Caleb slammed in the door. “I didn’t hear that.”
“Damn straight.”
He had clothes, plain gray sweats and sneakers for Pritkin, and an oversized navy T-shirt for me. “It’s mine,” he told me. “I figured it’d work as a dress on you.”
“Thanks.” At this point, anything was better than the scratchy blanket. “Is there a shower?”
“Yeah. Over by the gym.” He looked at Pritkin. “Gonna wash her back?”
And Pritkin growled—literally. Rabid pit bulls don’t make that kind of noise when going for the jugular, although that seemed to be the plan, since he was out of the seat and lunging for Caleb faster than I could blink. Only to stop when I kept a grip on that hand.
Good idea grabbing it, in hindsight.
“Not the time, Caleb,” I said briefly.
He nodded, looking a little freaked. I guess he hadn’t heard that particular tone before, either. I struggled to my feet.
I’d actually been asking about the shower for Pritkin, who looked like he could use some hot water downtime. But clearly, leaving the two of them together was a no-no. And I was sort of afraid that maybe the couch wasn’t the only thing stinking in the room.

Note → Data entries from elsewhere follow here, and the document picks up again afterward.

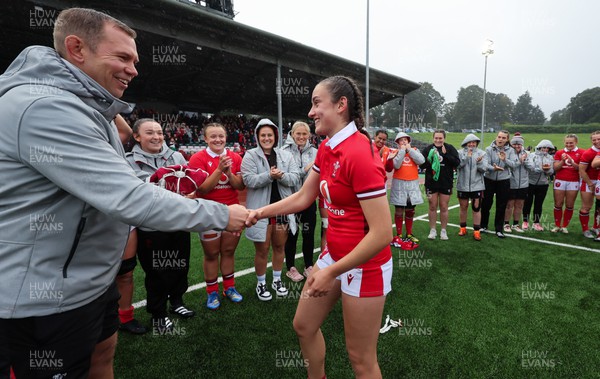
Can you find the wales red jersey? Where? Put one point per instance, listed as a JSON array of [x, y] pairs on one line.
[[223, 192], [348, 173], [586, 159], [568, 173]]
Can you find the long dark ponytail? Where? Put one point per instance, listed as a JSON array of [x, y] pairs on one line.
[[344, 86]]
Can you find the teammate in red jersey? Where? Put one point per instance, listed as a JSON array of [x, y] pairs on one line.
[[222, 186], [356, 264], [566, 182], [588, 176]]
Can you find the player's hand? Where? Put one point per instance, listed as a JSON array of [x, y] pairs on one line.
[[238, 214], [253, 216]]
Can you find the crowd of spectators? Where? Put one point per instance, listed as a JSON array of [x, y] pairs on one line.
[[184, 129]]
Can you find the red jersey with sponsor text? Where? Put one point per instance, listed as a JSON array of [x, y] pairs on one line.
[[223, 192], [568, 173], [349, 173]]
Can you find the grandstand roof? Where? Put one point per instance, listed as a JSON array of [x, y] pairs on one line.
[[198, 60]]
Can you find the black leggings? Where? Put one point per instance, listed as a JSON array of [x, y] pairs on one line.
[[307, 222], [501, 189], [535, 196]]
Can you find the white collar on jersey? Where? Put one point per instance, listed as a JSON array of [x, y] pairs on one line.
[[341, 136], [212, 154]]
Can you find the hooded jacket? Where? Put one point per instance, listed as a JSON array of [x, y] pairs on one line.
[[67, 194], [507, 164], [538, 176], [471, 169], [448, 162], [255, 172], [303, 156]]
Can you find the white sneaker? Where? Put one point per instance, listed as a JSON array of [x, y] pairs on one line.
[[517, 229], [262, 293], [279, 288]]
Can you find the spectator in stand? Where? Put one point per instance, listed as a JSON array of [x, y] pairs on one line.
[[519, 184], [470, 184], [588, 176], [501, 159], [270, 175], [441, 159], [542, 163], [566, 184], [222, 185], [298, 145], [405, 193], [357, 264]]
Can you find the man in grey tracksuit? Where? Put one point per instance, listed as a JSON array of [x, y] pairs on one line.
[[68, 196]]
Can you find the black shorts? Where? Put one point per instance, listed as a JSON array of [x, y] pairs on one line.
[[61, 343], [469, 195], [441, 191], [518, 194]]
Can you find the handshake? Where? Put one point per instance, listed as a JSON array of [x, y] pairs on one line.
[[240, 217]]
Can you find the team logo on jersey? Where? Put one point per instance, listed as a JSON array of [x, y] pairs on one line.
[[324, 191], [336, 166]]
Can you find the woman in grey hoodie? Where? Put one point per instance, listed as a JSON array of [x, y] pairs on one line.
[[501, 159], [519, 182], [298, 144], [542, 163], [469, 183]]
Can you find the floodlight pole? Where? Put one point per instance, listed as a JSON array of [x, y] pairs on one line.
[[486, 52], [367, 110], [279, 107]]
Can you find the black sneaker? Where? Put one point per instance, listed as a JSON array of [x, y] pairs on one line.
[[182, 311], [133, 327], [162, 325]]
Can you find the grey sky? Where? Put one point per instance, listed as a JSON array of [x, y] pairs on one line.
[[549, 47]]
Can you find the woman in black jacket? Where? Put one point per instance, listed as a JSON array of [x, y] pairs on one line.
[[441, 159]]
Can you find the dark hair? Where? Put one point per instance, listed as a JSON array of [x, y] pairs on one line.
[[343, 86], [213, 125], [88, 24]]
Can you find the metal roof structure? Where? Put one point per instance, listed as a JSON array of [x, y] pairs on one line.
[[198, 60]]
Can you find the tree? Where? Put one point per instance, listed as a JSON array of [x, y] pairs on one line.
[[425, 103], [468, 105], [585, 106]]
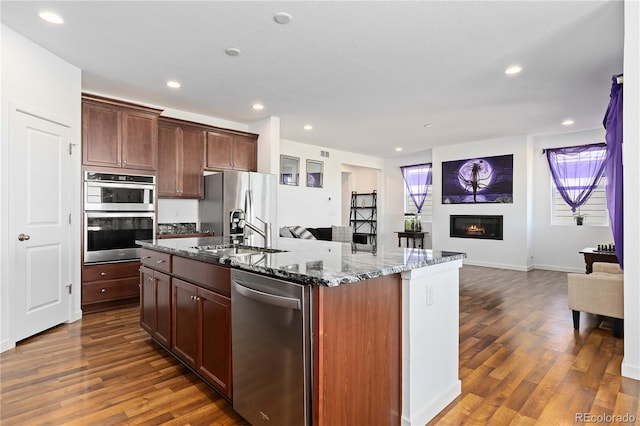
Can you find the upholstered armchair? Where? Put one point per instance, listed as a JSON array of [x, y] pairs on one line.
[[600, 293]]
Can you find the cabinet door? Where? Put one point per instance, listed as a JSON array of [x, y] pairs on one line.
[[168, 160], [185, 321], [100, 135], [192, 167], [245, 155], [214, 349], [139, 140], [162, 308], [147, 299], [218, 151]]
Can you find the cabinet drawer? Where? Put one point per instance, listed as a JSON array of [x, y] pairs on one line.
[[110, 271], [104, 291], [213, 277], [156, 260]]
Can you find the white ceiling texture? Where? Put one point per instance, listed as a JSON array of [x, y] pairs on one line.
[[369, 76]]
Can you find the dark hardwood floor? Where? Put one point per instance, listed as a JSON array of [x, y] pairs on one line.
[[521, 363]]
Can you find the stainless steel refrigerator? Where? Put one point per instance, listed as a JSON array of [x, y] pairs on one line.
[[228, 193]]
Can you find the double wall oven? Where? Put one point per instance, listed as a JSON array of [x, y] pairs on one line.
[[118, 210]]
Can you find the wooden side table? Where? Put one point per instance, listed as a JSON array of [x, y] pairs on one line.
[[593, 255], [411, 235]]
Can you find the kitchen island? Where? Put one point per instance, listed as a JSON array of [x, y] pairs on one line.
[[384, 325]]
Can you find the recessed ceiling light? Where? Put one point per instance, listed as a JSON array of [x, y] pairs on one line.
[[282, 18], [51, 17], [513, 69]]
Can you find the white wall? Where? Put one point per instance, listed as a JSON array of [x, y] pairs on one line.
[[393, 219], [631, 159], [555, 247], [513, 252], [40, 82], [319, 207]]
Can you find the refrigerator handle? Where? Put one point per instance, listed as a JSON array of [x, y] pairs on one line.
[[248, 205]]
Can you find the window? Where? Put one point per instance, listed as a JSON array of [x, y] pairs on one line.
[[594, 209], [414, 178], [427, 208], [576, 169]]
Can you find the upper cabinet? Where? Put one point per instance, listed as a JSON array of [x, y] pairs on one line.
[[119, 135], [180, 159], [230, 151]]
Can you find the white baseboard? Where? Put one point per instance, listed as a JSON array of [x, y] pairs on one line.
[[429, 411], [498, 265], [630, 371], [5, 345]]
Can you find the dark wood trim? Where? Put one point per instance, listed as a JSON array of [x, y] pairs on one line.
[[207, 127], [117, 102]]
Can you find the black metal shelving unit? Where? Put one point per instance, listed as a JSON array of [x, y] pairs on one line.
[[363, 218]]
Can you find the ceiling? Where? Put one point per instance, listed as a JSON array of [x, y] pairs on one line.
[[368, 76]]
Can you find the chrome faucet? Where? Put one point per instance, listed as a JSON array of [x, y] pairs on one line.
[[265, 232]]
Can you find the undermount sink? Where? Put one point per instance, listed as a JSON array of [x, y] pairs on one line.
[[235, 250]]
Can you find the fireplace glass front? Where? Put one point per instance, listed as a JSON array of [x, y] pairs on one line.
[[475, 226]]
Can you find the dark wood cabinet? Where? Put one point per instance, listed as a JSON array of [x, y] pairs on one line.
[[231, 151], [214, 342], [118, 135], [155, 304], [187, 308], [180, 160], [184, 321], [109, 285], [245, 153]]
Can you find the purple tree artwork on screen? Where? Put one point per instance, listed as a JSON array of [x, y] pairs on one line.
[[478, 180]]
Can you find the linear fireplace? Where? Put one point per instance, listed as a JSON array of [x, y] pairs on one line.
[[475, 226]]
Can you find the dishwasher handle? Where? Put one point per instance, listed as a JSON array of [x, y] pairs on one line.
[[270, 299]]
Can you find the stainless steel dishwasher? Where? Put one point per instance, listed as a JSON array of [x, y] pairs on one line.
[[271, 348]]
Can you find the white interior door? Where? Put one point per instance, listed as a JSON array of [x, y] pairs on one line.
[[39, 230]]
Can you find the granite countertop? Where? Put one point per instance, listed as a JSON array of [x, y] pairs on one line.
[[310, 261]]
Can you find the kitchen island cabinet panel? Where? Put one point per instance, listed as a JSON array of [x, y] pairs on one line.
[[156, 260], [155, 304], [212, 277], [184, 340], [364, 321], [214, 342]]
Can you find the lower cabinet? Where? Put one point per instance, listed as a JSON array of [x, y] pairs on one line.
[[202, 332], [191, 321], [155, 304], [109, 285]]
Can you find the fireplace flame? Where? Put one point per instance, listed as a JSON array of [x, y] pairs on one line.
[[475, 230]]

Pritkin threw on the new sweats, which pretty much negated their status as clean, but which meant that I got to keep the whole blanket. I drew it around me until I was pretty sure I wouldn’t shock anybody, and grabbed Caleb’s tee. And then peered out the door.
Thankfully, the halls outside were as deserted as you’d expect at something o’clock in the morning. There wasn’t even a janitor pushing a mop around; just a shadow behind a frosted glass door and a guy doing laps in the gym. Not that it was a gym, per se. Just an area carved out of the huge complex by some plywood partitions, and fitted out with a track, some treadmills and a lot of iron in the form of weights lining the walls.

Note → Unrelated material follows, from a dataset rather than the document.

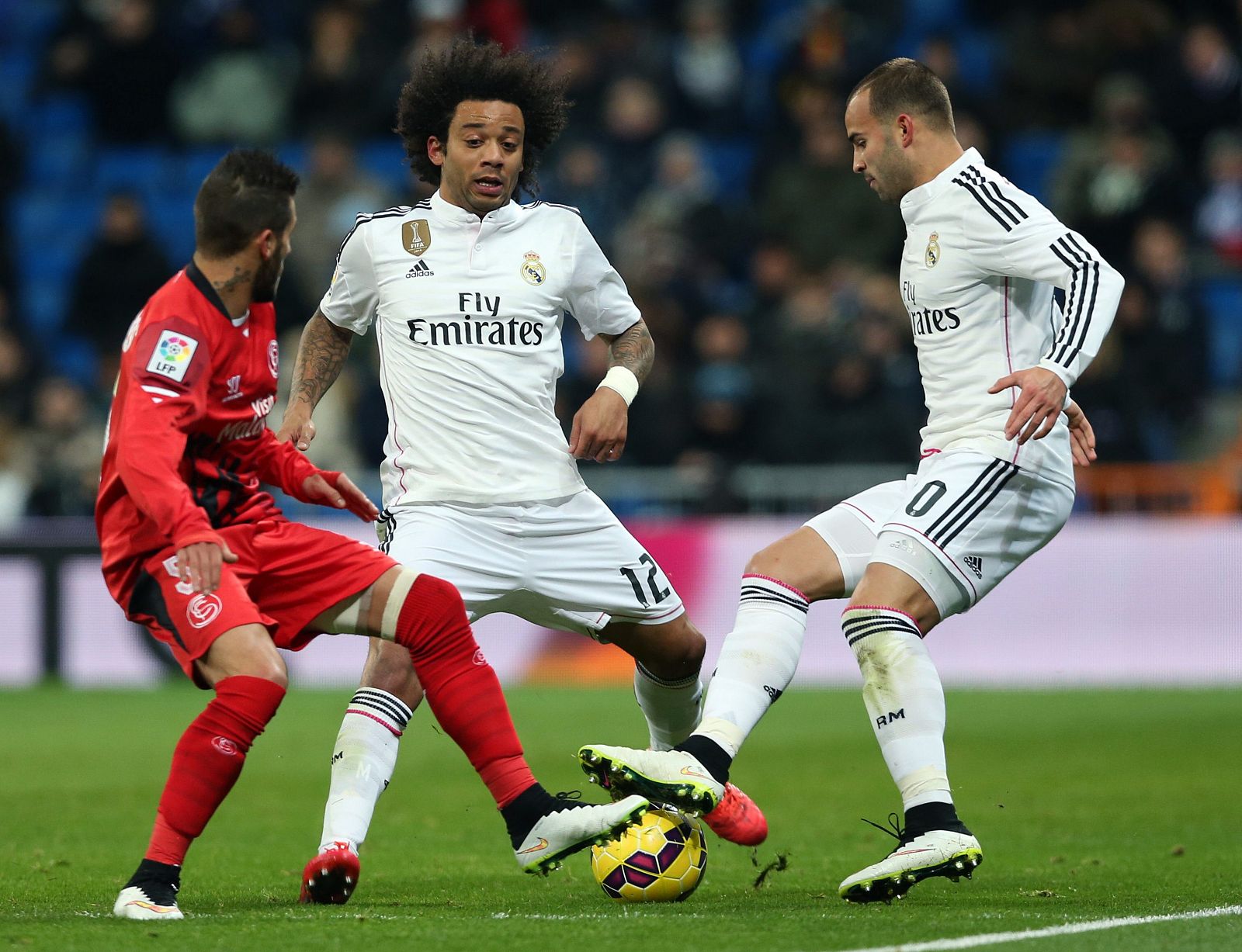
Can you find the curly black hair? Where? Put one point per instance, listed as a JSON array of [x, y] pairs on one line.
[[467, 70]]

A Fey would go nuts in here, I thought vaguely, and felt slightly more cheerful.
We followed a line of lockers to the back, where two bathrooms were situated side by side. Pritkin got me a towel and a squeeze bottle of something out of his locker that had no discernable scent but that I assumed was soap. I said thanks and he said nothing at all, and we went our separate ways.